Boredom and frustration are the two most common obstacles to learning I encounter as a tutor, and they often go hand-in-hand. Bored students may tune out the teacher, and then miss something important for future homework or classes; then, when they discover that they haven’t learned something, they become frustrated. If a student is already confused or frustrated, they might be unable to follow what the teacher is saying, and so become bored.
The problems around homework, then, are twofold. On the one hand, the amount of homework assigned generally far exceeds the amount needed to reinforce the topic, causing boredom. On the other hand, the student often does not have a full working understanding of part or all of the assignment, causing frustration. In both cases, the student often decides they are bad at the subject.
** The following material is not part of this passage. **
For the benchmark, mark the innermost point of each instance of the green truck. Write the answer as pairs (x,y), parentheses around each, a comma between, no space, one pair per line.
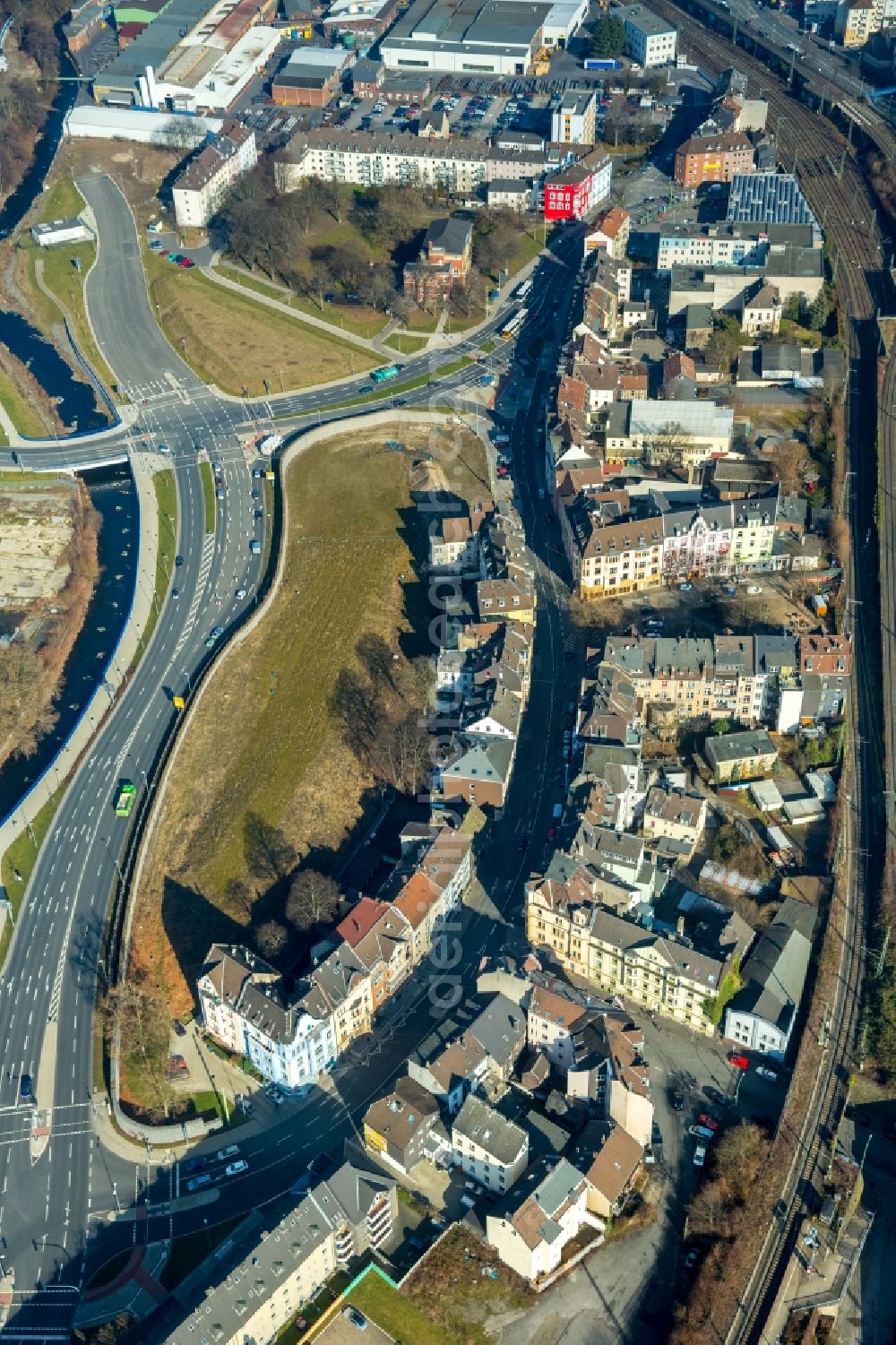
(124,803)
Once students have adopted the mindset that they are bad at a subject, it can form a mental block that is difficult to move past alone. Parents and tutors can help a student work past that mindset and set reasonable self-expectations. They can also fill the gaps, taking students through practice problems until they are ready to move on. The one-on-one support provided helps build positive relationships as well, giving the individual attention needed to keep a student on track and encouraging student success instead of tearing down self-esteem.
An important note: don’t blame the teacher for setting too much homework. They may not have a choice in the curriculum they use or the pace they set. If you’re concerned, talk to the teacher and see how you, the parent, can work with the teacher to support your student. Parents and teachers – and tutors – should be part of a team, and good team members work together.